Les timides ne donnent pas forcément l’impression de l’être parce qu’ils sont comédiens. Jacques Villeret était d’une timidité maladive, on ne l’entendait presque pas. Des gens comme Depardieu, Nathalie Baye ou Isabelle Adjani, que j’ai très bien connus, avec qui j’ai travaillé, jamais je ne penserais à les appeler, par exemple, car ils m’impressionnent trop et j’aurais peur de les déranger.
C’est pour vaincre cette timidité que vous avez fait du théâtre ?
Il faudrait demander à des psys. Tout ce que je sais, c’est que je suis sûr de ne pas m’être trompé, c’était mon métier, ma voie. Au théâtre, on se retranche derrière un personnage. Il est plus facile de dire certaines choses lorsqu’on joue, ou lorsqu’on écrit, que dans la vie. Comme dire "Je t’aime". Confesser tel ou tel type d’émotions à quelqu’un, ce n’est pas simple. J’ai du mal à les exprimer.
Vous écrivez avoir eu le tract lorsqu’Emmanuelle Bercot vous a proposé le rôle du chef d’entreprise au bout du rouleau dans la série "En thérapie" diffusée sur Arte…
Plus on avance dans ce métier, plus on est conscient de ses difficultés et plus on a envie de parfaire, de progresser. J’étais très impressionné de jouer dans cette série très attendue. J’ai d’ailleurs été surpris qu’ils pensent à moi de façon aussi certaine, car je ne suis pas forcément dans les circuits de la télévision. Cela a été une expérience merveilleuse.
Au théâtre, vous avez joué les plus grands auteurs. Comment choisissez-vous vos rôles ?
J’ai toujours choisi du bon théâtre, avec de bonnes personnes et de bonnes pièces, jamais par souci éthique ou d’engagement. Même s’il est bien évident que si on me proposait l’apologie d’Hitler, je dirais non. Mais je n’ai pas d’a priori engagés. Et si j’aime énormément les classiques – pour que l’arbre bourgeonne, il faut des racines – je préfère de plus en plus aller vers un théâtre contemporain.
Il y a eu des moments plus difficiles dans votre parcours ?
À une époque, j’ai été alcoolique, je rentrais en scène en ayant beaucoup bu. Ce qui est terrible avec l’alcool, c’est qu’on se trouve formidable. On n’a plus peur de rien. Il y a toujours des recoins obscurs dans un individu où ça crisse: des trucs d’enfance, des regrets, des amertumes, des choses restées en route. J’ai été un très mauvais élève, très complexé. On me prenait pour un crétin, cela m’a marqué. D’autant plus que j’étais dans une famille avec des frères et sœurs très brillants.

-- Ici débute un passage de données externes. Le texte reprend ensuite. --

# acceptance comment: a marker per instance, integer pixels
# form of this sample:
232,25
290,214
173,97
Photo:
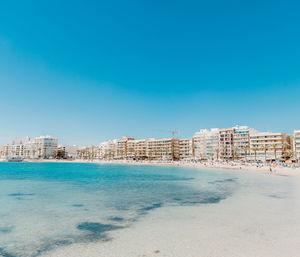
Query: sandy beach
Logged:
270,169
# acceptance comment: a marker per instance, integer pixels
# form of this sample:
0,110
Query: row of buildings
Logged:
43,147
236,143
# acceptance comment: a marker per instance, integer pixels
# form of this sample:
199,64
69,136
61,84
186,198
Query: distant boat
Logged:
15,159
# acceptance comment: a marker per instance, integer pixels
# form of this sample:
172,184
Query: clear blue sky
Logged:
87,71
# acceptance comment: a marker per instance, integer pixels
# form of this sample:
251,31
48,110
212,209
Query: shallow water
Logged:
45,206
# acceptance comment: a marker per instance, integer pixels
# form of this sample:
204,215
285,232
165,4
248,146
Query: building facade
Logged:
297,145
226,147
31,148
268,146
206,144
241,141
186,149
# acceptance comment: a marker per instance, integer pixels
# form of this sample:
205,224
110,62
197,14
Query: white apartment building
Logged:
137,149
107,149
268,146
121,147
163,149
46,146
206,144
186,149
241,140
39,147
88,153
297,145
226,147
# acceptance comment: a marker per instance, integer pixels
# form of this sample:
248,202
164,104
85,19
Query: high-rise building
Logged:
226,147
297,145
39,147
241,141
206,144
163,149
185,149
268,146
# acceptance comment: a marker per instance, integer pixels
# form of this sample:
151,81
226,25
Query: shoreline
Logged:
275,170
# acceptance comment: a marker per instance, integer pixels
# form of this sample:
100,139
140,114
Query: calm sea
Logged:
48,205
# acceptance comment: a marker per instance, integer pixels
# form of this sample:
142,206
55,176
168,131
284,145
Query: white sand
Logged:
248,224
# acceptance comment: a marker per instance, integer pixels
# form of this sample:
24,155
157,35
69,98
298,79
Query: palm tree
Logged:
255,149
285,150
245,149
265,148
274,147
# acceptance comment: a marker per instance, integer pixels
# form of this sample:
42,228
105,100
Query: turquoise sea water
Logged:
49,205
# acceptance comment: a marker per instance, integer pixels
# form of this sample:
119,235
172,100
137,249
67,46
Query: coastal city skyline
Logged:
238,143
107,74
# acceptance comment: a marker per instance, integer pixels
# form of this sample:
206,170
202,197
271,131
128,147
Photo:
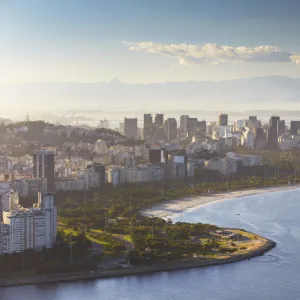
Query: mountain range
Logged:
259,93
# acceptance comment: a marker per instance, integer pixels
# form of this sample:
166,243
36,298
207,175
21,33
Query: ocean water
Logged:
276,275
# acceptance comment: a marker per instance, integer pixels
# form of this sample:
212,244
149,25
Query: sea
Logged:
275,275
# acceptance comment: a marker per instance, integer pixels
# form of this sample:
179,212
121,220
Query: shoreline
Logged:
165,210
163,267
172,208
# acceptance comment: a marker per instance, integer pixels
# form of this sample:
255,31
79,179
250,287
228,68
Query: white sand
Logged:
174,207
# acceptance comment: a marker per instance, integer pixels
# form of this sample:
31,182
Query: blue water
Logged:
275,275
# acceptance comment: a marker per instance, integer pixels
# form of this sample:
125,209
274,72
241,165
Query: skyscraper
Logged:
272,142
192,125
148,125
159,121
170,129
130,128
281,127
223,120
43,167
184,125
31,228
295,127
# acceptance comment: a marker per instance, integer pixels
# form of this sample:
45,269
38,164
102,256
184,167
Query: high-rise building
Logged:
9,200
4,238
148,127
121,127
159,121
31,228
272,142
201,129
184,125
295,128
130,128
253,119
281,127
100,169
192,126
223,120
43,167
158,156
170,129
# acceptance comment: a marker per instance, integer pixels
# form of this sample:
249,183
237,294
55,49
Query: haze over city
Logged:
149,149
133,55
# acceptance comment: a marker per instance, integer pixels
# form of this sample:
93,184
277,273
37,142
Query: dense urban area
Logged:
71,196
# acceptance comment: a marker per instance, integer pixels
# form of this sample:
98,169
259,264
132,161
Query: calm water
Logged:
273,276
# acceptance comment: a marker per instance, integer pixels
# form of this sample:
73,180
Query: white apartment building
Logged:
288,141
144,173
9,200
224,165
69,184
115,175
30,228
4,238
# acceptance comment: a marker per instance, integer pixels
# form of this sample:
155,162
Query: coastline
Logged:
163,267
165,210
175,207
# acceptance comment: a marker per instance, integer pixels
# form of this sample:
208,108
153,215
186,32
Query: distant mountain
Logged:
259,93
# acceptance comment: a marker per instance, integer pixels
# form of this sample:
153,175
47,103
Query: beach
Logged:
171,208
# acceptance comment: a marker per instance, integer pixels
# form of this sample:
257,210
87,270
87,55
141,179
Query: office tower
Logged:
148,127
272,142
159,121
281,127
170,129
192,126
201,128
223,120
121,127
253,119
158,156
31,228
43,167
9,200
46,204
130,128
184,125
4,238
100,169
295,128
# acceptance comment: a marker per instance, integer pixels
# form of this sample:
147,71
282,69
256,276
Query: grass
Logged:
97,241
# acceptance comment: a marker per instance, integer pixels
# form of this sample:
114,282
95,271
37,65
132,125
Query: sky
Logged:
142,41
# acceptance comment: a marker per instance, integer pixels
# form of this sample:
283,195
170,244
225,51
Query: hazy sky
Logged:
147,40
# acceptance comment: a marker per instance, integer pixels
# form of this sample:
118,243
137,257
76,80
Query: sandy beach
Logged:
175,207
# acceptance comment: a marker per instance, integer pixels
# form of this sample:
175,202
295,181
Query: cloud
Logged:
188,54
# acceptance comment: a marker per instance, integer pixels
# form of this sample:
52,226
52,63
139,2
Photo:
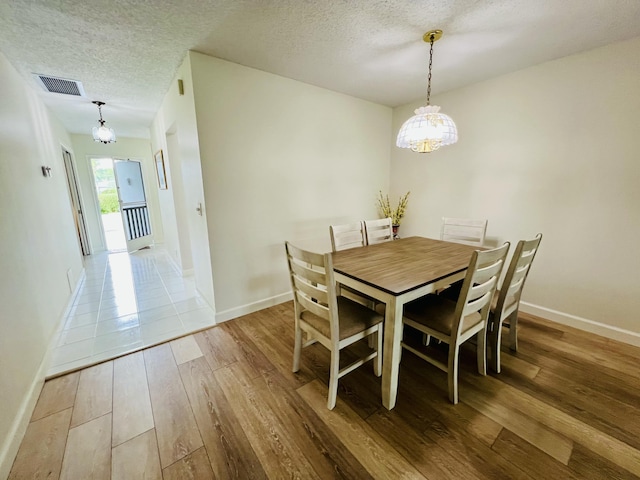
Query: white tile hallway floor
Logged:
127,302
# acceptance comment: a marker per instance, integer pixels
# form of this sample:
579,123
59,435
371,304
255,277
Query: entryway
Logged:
122,202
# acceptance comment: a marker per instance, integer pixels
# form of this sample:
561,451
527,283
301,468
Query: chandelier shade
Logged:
428,129
103,133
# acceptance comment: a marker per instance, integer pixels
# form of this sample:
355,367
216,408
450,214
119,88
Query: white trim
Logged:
18,428
608,331
253,307
21,421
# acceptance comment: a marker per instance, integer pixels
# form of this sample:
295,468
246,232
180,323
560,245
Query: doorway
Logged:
109,205
76,204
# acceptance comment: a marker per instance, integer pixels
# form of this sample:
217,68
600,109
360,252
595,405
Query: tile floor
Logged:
127,302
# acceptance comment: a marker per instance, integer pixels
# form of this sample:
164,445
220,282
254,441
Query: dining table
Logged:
395,273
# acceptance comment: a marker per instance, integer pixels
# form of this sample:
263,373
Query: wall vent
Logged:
60,85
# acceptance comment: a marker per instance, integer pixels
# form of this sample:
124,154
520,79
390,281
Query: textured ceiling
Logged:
126,52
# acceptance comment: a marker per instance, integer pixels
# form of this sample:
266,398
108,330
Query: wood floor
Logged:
223,403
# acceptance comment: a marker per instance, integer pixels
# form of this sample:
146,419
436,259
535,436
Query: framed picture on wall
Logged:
162,177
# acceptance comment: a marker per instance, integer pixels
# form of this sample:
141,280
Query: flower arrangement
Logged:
394,214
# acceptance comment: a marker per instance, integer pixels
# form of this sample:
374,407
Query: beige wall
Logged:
86,148
551,149
40,259
281,160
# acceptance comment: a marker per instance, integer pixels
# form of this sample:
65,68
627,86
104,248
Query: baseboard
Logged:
252,307
16,433
21,421
608,331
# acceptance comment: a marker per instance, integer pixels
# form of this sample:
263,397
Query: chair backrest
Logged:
479,285
378,231
513,283
349,235
463,230
313,285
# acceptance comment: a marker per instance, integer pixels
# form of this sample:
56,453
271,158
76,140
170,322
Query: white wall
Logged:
86,148
40,257
174,130
551,149
281,160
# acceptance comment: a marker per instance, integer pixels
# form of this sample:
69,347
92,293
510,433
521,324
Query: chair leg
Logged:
377,362
297,348
452,374
495,344
333,379
513,331
481,351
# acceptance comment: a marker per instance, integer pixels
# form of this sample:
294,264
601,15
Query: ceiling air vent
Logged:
60,85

Vous avez aussi dirigé deux théâtres, à Lyon puis à Nice.
Je me demande encore pourquoi j’ai accepté. Autour de moi, on s’étonnait, on me demandait si j’étais sûr d’être fait pour cela. Ce n’était pas si évident et je ne suis pas certain d’avoir les bonnes réponses. Ce que je sais, c’est que je perpétuais dans ces théâtres une envie fulgurante d’ouvrir, j’étais très généreux dans ma façon de partager les choses. J’avais envie de fédérer des envies, de créer un lieu de générosité et de partage. Je suis quelqu’un d’ouvert. Je ne suis pas un emmerdeur, on est déjà tellement privilégié. Mais si je n’aime pas les gens, ça se voit très vite.
Jacques Weber, "On ne dit jamais assez aux gens qu’on les aime", L’Observatoire, 255 p.